Random Forests

Random forests solve the fundamental problem with decision trees: high variance. A single decision tree is fragile — small changes in training data can produce a completely different tree. Random forests fix this by training hundreds of trees and letting them vote. The result is a robust, accurate model that’s one of the best general-purpose algorithms available.

The Core Idea: Bagging

Bootstrap Aggregation (Bagging): Train many models on different random subsets of the training data, then average their predictions.

Original dataset (N samples):
  Sample 1: Bootstrap → Train Tree 1
  Sample 2: Bootstrap → Train Tree 2
  ...
  Sample k: Bootstrap → Train Tree k

Prediction: Majority vote (classification) or mean (regression)

Each bootstrap sample is drawn with replacement — roughly 63% of original samples appear at least once, and ~37% are “out-of-bag” (OOB).

What Makes Random Forests Different from Plain Bagging

Random forests add a second source of randomness: feature subsampling at each split.

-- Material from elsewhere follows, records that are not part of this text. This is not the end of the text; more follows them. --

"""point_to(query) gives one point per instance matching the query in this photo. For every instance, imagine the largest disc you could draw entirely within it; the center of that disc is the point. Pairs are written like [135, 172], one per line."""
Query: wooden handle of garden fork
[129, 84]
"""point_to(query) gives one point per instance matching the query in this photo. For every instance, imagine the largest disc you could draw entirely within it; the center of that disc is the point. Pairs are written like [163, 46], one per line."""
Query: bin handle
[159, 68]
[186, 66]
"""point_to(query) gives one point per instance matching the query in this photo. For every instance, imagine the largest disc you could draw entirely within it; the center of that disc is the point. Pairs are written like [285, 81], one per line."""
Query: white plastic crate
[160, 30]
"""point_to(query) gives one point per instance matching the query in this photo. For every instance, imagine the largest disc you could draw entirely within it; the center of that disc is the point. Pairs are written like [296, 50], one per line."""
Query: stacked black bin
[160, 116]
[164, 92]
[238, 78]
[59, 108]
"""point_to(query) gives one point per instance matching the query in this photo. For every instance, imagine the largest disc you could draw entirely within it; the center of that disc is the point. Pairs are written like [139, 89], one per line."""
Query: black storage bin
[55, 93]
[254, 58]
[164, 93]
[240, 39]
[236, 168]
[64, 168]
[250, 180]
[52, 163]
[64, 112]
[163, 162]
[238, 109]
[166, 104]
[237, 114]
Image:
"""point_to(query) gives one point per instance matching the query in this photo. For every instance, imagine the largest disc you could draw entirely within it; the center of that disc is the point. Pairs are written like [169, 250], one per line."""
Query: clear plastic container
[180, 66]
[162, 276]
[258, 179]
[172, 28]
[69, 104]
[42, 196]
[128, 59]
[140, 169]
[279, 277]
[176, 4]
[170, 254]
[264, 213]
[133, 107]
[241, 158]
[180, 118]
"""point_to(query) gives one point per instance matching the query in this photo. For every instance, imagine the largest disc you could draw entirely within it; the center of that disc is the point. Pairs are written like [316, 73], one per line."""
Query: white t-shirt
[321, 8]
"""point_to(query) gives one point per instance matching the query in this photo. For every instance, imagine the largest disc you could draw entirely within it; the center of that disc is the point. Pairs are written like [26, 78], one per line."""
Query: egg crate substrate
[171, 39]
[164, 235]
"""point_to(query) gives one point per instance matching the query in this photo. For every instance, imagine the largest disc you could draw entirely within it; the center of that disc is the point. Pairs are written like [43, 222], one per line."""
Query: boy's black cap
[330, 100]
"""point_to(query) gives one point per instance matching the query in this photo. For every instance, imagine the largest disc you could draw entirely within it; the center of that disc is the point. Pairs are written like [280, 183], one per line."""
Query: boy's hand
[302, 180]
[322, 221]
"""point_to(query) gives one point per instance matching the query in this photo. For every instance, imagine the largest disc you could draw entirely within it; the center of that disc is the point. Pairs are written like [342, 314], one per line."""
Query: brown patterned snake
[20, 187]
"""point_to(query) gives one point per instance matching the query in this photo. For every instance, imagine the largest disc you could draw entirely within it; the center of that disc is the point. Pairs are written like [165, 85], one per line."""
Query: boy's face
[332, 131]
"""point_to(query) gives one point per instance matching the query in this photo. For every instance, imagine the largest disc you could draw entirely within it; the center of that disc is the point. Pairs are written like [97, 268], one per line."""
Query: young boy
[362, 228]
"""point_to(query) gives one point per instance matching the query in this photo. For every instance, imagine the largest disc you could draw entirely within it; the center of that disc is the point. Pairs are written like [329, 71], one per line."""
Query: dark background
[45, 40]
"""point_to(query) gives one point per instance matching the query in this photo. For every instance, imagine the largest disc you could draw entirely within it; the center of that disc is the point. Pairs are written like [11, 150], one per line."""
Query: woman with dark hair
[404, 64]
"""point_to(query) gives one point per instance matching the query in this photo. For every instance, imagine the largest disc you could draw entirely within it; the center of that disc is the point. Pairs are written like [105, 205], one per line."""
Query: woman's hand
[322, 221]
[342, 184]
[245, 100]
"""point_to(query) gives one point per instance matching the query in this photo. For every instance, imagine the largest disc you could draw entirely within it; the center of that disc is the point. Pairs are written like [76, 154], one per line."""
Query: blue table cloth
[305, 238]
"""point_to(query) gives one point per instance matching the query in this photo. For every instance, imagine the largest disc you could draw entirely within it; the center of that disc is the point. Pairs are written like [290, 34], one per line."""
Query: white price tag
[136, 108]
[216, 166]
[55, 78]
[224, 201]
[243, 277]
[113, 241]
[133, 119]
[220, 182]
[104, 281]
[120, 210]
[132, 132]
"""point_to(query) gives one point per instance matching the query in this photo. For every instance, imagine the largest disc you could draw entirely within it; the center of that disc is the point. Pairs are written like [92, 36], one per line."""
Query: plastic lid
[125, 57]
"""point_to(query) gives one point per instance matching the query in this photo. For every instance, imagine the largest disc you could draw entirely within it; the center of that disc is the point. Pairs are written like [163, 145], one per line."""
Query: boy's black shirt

At each node, instead of considering all features, only √(n_features) features are randomly selected for the best split. This:

1. Decorrelates the trees (if one strong feature dominates, it won’t appear in every tree)
2. Means each tree is trained on different data AND different features
3. Produces diverse trees whose errors cancel out when aggregated

Training a Random Forest

from sklearn.ensemble import RandomForestClassifier
from sklearn.model_selection import cross_val_score

model = RandomForestClassifier(
    n_estimators=100,     # Number of trees (more = better, diminishing returns)
    max_features='sqrt',  # Features to consider at each split
    max_depth=None,       # Trees grow fully (bagging handles overfitting)
    min_samples_leaf=1,
    oob_score=True,       # Use out-of-bag samples for free validation
    n_jobs=-1,            # Parallelize across all CPU cores
    random_state=42
)

model.fit(X_train, y_train)

print(f"OOB Score: {model.oob_score_:.4f}")  # Free accuracy estimate
print(f"Test Score: {model.score(X_test, y_test):.4f}")

Out-of-Bag (OOB) Evaluation

The ~37% of samples not used to train each tree can be used to evaluate it — for free, without a separate validation set. The OOB score is an unbiased estimate of generalization performance.

# OOB score is automatically calculated when oob_score=True
print(f"OOB accuracy: {model.oob_score_:.4f}")

# Per-sample OOB probabilities
oob_probs = model.oob_decision_function_  # shape: (n_samples, n_classes)

Feature Importance

Random forests provide the most reliable feature importances among sklearn models — the mean decrease in impurity (MDI) across all trees:

import pandas as pd
import matplotlib.pyplot as plt

importance_df = pd.DataFrame({
    'feature': feature_names,
    'importance': model.feature_importances_
}).sort_values('importance', ascending=False)

importance_df.head(15).plot(x='feature', y='importance', kind='barh', figsize=(10, 8))
plt.title("Random Forest Feature Importances")
plt.tight_layout()

Caveat: MDI can be biased toward high-cardinality features. For more reliable importances, use permutation importance:

from sklearn.inspection import permutation_importance

result = permutation_importance(model, X_test, y_test, n_repeats=10, random_state=42)
perm_importance = pd.Series(result.importances_mean, index=feature_names)

Key Hyperparameters

Random Forest vs. Gradient Boosting

Random forests are typically the better starting point. Switch to gradient boosting when you need to squeeze out extra performance and are willing to tune.

Random Forests for Regression

from sklearn.ensemble import RandomForestRegressor

reg = RandomForestRegressor(
    n_estimators=200,
    max_features=1/3,       # Recommended for regression
    oob_score=True,
    n_jobs=-1,
    random_state=42
)
reg.fit(X_train, y_train)

Predictions are the average of all tree outputs. Unlike individual trees, the output is smooth over the input space.